My3DGen: A Scalable Personalized 3D Generative Model

2307.05468

Published 5/21/2024 by Luchao Qi, Jiaye Wu, Annie N. Wang, Shengze Wang, Roni Sengupta

My3DGen: A Scalable Personalized 3D Generative Model

Abstract

In recent years, generative 3D face models (e.g., EG3D) have been developed to tackle the problem of synthesizing photo-realistic faces. However, these models are often unable to capture facial features unique to each individual, highlighting the importance of personalization. Some prior works have shown promise in personalizing generative face models, but these studies primarily focus on 2D settings. Also, these methods require both fine-tuning and storing a large number of parameters for each user, posing a hindrance to achieving scalable personalization.

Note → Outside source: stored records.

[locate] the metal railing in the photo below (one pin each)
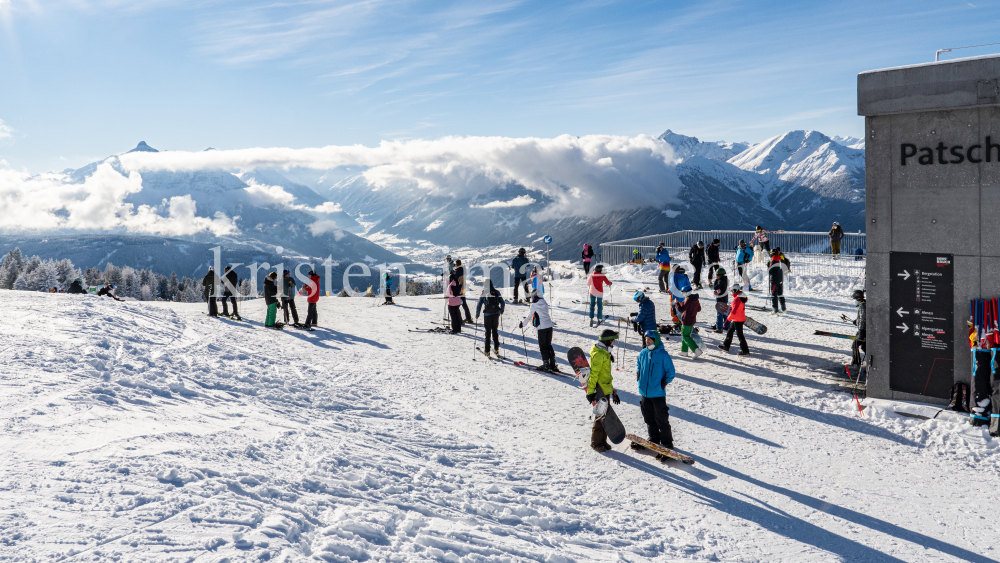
(810, 253)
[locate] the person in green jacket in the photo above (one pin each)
(600, 374)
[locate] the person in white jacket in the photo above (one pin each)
(538, 317)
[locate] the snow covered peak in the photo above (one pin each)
(686, 147)
(143, 147)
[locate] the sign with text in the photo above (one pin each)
(922, 314)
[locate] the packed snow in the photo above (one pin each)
(151, 432)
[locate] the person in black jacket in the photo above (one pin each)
(697, 257)
(271, 300)
(712, 258)
(288, 290)
(227, 294)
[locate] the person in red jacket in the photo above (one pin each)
(737, 316)
(312, 297)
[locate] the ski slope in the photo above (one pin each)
(149, 432)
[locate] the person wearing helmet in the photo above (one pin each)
(861, 322)
(645, 319)
(600, 374)
(836, 235)
(737, 316)
(697, 257)
(538, 316)
(519, 265)
(721, 291)
(654, 370)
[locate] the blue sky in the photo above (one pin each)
(80, 80)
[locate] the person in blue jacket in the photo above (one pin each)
(645, 319)
(654, 370)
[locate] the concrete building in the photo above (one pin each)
(932, 134)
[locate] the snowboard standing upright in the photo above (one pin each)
(602, 407)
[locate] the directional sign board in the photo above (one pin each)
(921, 334)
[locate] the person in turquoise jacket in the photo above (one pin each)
(654, 370)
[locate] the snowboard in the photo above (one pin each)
(750, 323)
(834, 334)
(688, 460)
(602, 407)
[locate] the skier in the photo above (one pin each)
(663, 259)
(208, 284)
(776, 273)
(600, 374)
(288, 290)
(455, 303)
(587, 255)
(230, 275)
(645, 319)
(387, 281)
(712, 255)
(859, 338)
(538, 317)
(76, 287)
(689, 315)
(596, 283)
(836, 235)
(270, 299)
(697, 257)
(744, 255)
(494, 306)
(761, 236)
(519, 265)
(312, 297)
(460, 274)
(654, 370)
(721, 290)
(737, 316)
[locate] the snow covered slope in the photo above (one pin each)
(149, 432)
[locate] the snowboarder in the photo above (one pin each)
(455, 303)
(836, 235)
(712, 255)
(271, 300)
(654, 370)
(744, 255)
(288, 291)
(600, 374)
(312, 297)
(587, 255)
(493, 303)
(208, 287)
(859, 338)
(645, 319)
(538, 316)
(689, 308)
(227, 295)
(721, 291)
(596, 283)
(776, 273)
(761, 236)
(663, 259)
(697, 257)
(76, 287)
(737, 316)
(519, 266)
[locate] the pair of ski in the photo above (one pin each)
(613, 426)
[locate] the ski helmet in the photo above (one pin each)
(609, 335)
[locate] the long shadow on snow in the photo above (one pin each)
(784, 524)
(837, 420)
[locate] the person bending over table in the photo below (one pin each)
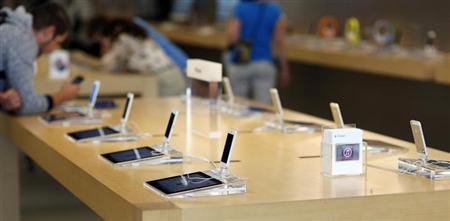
(23, 37)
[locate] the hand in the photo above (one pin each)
(10, 100)
(68, 92)
(285, 78)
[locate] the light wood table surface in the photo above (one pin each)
(112, 84)
(281, 186)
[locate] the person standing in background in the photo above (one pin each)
(23, 37)
(259, 25)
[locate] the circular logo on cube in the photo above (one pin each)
(347, 152)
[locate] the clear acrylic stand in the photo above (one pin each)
(234, 109)
(171, 156)
(126, 134)
(232, 185)
(418, 167)
(288, 128)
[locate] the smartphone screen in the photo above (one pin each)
(78, 79)
(50, 118)
(169, 125)
(105, 104)
(132, 155)
(174, 185)
(227, 148)
(97, 132)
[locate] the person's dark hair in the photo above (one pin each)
(50, 14)
(113, 28)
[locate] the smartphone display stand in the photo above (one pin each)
(419, 168)
(83, 121)
(171, 156)
(279, 124)
(125, 134)
(232, 185)
(234, 109)
(288, 128)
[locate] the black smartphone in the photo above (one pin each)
(50, 118)
(175, 185)
(132, 155)
(105, 104)
(78, 80)
(87, 134)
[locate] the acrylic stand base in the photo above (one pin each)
(171, 156)
(287, 128)
(236, 110)
(233, 185)
(419, 168)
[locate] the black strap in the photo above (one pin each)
(3, 16)
(261, 13)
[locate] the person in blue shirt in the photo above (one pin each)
(178, 56)
(263, 24)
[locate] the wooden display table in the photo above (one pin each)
(283, 171)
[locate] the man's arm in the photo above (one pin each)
(19, 75)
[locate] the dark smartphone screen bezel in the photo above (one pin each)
(111, 157)
(227, 148)
(159, 184)
(74, 135)
(169, 125)
(50, 118)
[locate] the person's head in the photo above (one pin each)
(50, 25)
(107, 30)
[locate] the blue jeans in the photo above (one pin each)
(253, 80)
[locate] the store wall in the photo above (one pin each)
(413, 17)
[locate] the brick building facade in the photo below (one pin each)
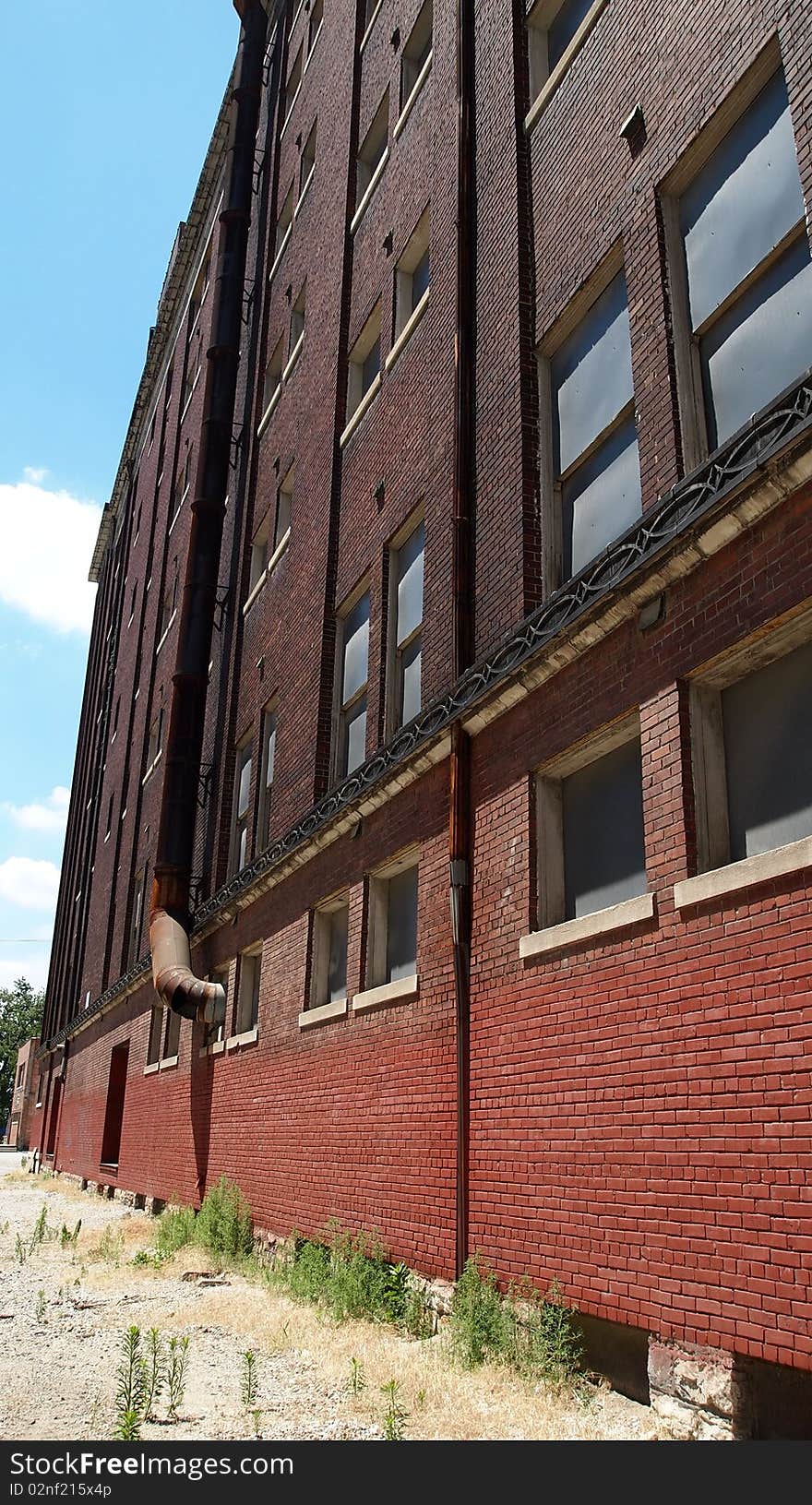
(515, 610)
(24, 1096)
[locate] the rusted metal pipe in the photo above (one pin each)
(169, 917)
(462, 591)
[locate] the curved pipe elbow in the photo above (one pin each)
(174, 982)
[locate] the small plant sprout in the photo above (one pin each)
(131, 1391)
(394, 1416)
(358, 1379)
(176, 1374)
(69, 1237)
(248, 1380)
(155, 1370)
(40, 1230)
(110, 1247)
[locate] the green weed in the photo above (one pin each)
(131, 1388)
(531, 1333)
(394, 1416)
(248, 1380)
(176, 1374)
(224, 1225)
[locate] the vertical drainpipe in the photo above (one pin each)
(462, 569)
(170, 918)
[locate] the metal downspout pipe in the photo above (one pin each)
(462, 567)
(170, 918)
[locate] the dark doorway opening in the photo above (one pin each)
(113, 1117)
(53, 1117)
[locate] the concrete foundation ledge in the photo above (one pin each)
(589, 927)
(795, 856)
(697, 1392)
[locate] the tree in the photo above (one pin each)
(20, 1020)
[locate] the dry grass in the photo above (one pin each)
(441, 1400)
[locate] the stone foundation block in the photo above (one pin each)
(697, 1392)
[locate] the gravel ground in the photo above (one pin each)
(64, 1313)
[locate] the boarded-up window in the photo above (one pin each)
(749, 273)
(603, 832)
(113, 1114)
(401, 925)
(329, 954)
(352, 711)
(155, 1034)
(592, 429)
(767, 720)
(408, 627)
(248, 986)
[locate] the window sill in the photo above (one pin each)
(551, 85)
(408, 107)
(281, 250)
(247, 1037)
(166, 632)
(191, 395)
(406, 331)
(369, 191)
(731, 879)
(587, 927)
(212, 1049)
(268, 412)
(370, 24)
(295, 354)
(178, 510)
(313, 45)
(286, 122)
(150, 770)
(304, 191)
(365, 402)
(324, 1013)
(400, 992)
(267, 572)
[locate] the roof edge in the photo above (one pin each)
(181, 262)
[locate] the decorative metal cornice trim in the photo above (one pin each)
(683, 509)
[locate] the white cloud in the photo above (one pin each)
(48, 539)
(50, 815)
(29, 884)
(35, 968)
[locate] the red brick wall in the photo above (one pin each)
(352, 1118)
(639, 1106)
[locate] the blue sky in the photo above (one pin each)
(105, 113)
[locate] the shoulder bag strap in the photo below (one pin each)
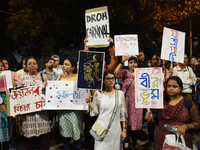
(129, 86)
(114, 110)
(42, 77)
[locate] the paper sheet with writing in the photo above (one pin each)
(126, 45)
(173, 45)
(97, 26)
(64, 95)
(5, 80)
(148, 88)
(25, 100)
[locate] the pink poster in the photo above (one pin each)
(148, 88)
(5, 80)
(173, 45)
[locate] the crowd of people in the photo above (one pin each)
(180, 83)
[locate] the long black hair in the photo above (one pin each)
(105, 74)
(179, 82)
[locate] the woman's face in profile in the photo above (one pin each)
(172, 88)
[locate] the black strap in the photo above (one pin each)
(129, 86)
(42, 77)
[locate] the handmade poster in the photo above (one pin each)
(64, 95)
(126, 44)
(97, 26)
(25, 100)
(173, 45)
(149, 88)
(90, 70)
(5, 80)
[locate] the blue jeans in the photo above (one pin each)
(66, 143)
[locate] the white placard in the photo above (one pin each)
(126, 45)
(148, 88)
(173, 45)
(5, 80)
(23, 100)
(97, 26)
(64, 95)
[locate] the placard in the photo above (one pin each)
(90, 70)
(126, 45)
(173, 45)
(64, 95)
(97, 27)
(23, 100)
(5, 80)
(149, 88)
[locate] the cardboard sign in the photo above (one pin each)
(148, 88)
(126, 45)
(5, 80)
(23, 100)
(64, 95)
(97, 27)
(173, 45)
(90, 70)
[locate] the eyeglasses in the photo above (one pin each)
(109, 79)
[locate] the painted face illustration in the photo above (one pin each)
(91, 70)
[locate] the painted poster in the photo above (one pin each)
(23, 100)
(126, 45)
(97, 27)
(149, 88)
(5, 80)
(173, 45)
(64, 95)
(90, 70)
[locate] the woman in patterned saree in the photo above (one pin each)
(70, 121)
(175, 113)
(135, 115)
(34, 124)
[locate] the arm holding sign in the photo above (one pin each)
(119, 67)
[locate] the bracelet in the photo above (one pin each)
(187, 127)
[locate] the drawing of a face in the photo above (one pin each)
(91, 69)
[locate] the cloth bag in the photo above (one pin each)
(97, 131)
(172, 143)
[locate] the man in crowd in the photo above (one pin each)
(57, 68)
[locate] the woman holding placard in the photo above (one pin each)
(70, 121)
(178, 111)
(102, 106)
(135, 115)
(34, 124)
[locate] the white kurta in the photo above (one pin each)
(103, 107)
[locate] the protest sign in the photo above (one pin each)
(62, 95)
(5, 80)
(173, 45)
(97, 27)
(90, 70)
(23, 100)
(148, 88)
(126, 44)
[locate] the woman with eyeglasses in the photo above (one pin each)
(36, 124)
(102, 105)
(135, 115)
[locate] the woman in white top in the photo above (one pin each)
(187, 76)
(102, 105)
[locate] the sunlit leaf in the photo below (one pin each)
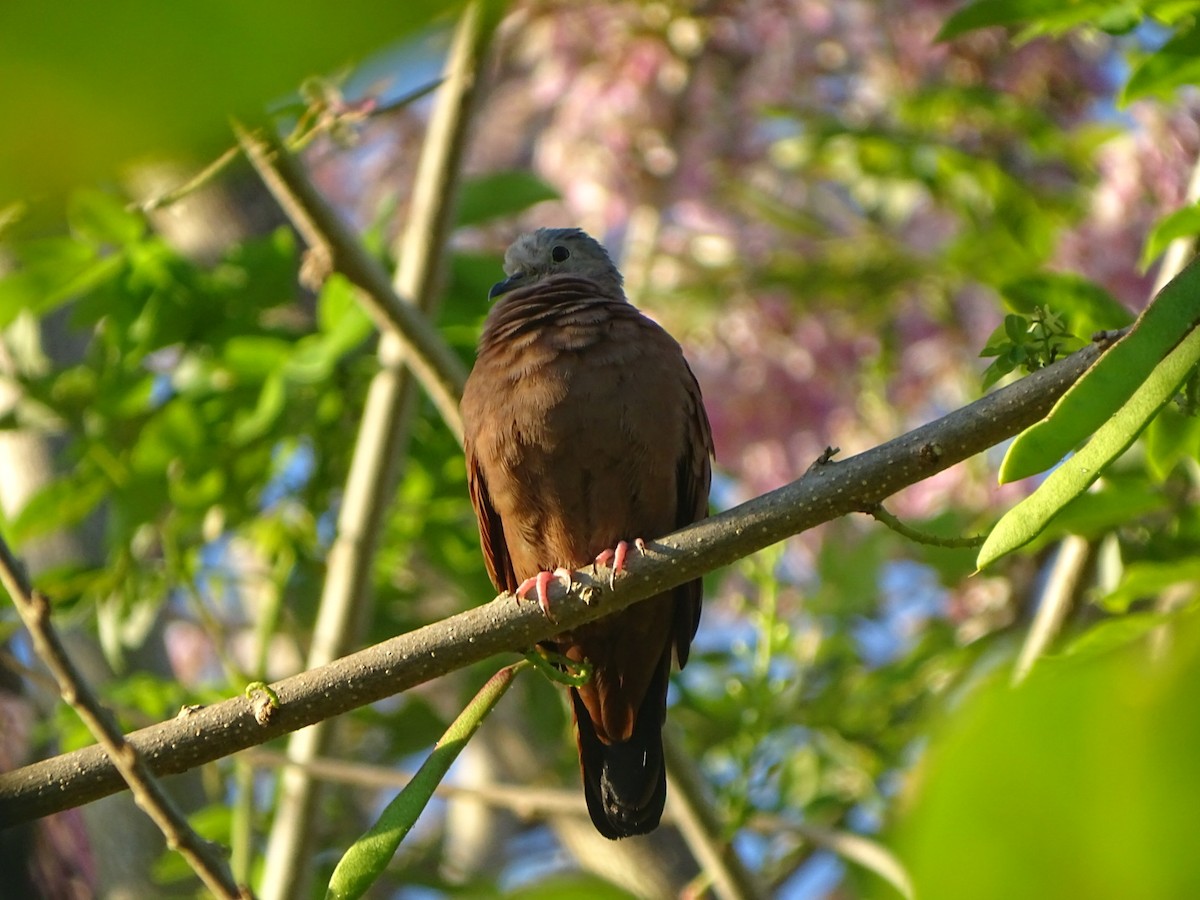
(1027, 519)
(1093, 399)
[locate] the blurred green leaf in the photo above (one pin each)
(101, 219)
(1086, 306)
(1146, 580)
(501, 193)
(1081, 783)
(1182, 223)
(60, 504)
(103, 84)
(1175, 65)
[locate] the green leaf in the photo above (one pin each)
(1042, 16)
(370, 855)
(1182, 223)
(252, 425)
(1092, 400)
(1027, 519)
(498, 195)
(1096, 513)
(59, 504)
(100, 83)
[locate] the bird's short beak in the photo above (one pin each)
(503, 287)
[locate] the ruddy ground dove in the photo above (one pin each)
(585, 430)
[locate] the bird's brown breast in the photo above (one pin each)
(583, 426)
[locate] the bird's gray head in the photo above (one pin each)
(556, 251)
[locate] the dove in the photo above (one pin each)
(585, 433)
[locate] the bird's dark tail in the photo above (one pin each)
(625, 784)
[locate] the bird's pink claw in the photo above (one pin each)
(540, 582)
(617, 556)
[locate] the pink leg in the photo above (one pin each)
(540, 582)
(617, 556)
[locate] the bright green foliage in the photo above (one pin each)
(1081, 783)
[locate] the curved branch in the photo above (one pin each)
(826, 492)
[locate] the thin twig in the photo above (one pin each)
(193, 184)
(378, 449)
(503, 625)
(520, 799)
(880, 514)
(35, 611)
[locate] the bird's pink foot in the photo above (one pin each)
(540, 582)
(617, 557)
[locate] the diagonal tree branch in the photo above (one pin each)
(826, 492)
(439, 371)
(35, 611)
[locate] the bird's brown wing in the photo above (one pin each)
(491, 532)
(694, 478)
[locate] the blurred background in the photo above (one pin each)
(828, 205)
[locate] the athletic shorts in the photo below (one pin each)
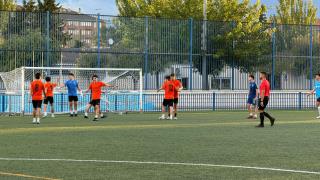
(167, 102)
(95, 102)
(265, 103)
(48, 99)
(251, 101)
(73, 98)
(36, 104)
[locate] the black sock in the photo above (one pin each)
(267, 115)
(262, 118)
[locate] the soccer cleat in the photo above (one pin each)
(260, 126)
(272, 121)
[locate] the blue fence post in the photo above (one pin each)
(213, 101)
(233, 46)
(98, 37)
(273, 56)
(190, 53)
(300, 101)
(48, 39)
(310, 54)
(146, 53)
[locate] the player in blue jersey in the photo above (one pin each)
(73, 88)
(317, 91)
(252, 98)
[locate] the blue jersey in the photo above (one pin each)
(72, 86)
(317, 88)
(253, 90)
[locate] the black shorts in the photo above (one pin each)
(168, 102)
(95, 102)
(175, 101)
(48, 99)
(36, 104)
(265, 103)
(73, 98)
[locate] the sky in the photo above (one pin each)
(108, 7)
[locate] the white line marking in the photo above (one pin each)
(165, 163)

Another challenge of personalization is the limited number of training images available for each individual, which often leads to overfitting when using full fine-tuning methods. Our proposed approach, My3DGen, generates a personalized 3D prior of an individual using as few as 50 training images. My3DGen allows for novel view synthesis, semantic editing of a given face (e.g. adding a smile), and synthesizing novel appearances, all while preserving the original person's identity. We decouple the 3D facial features into global features and personalized features by freezing the pre-trained EG3D and training additional personalized weights through low-rank decomposition. As a result, My3DGen introduces only $textbf{240K}$ personalized parameters per individual, leading to a $textbf{127}times$ reduction in trainable parameters compared to the $textbf{30.6M}$ required for fine-tuning the entire parameter space. Despite this significant reduction in storage, our model preserves identity features without compromising the quality of downstream applications.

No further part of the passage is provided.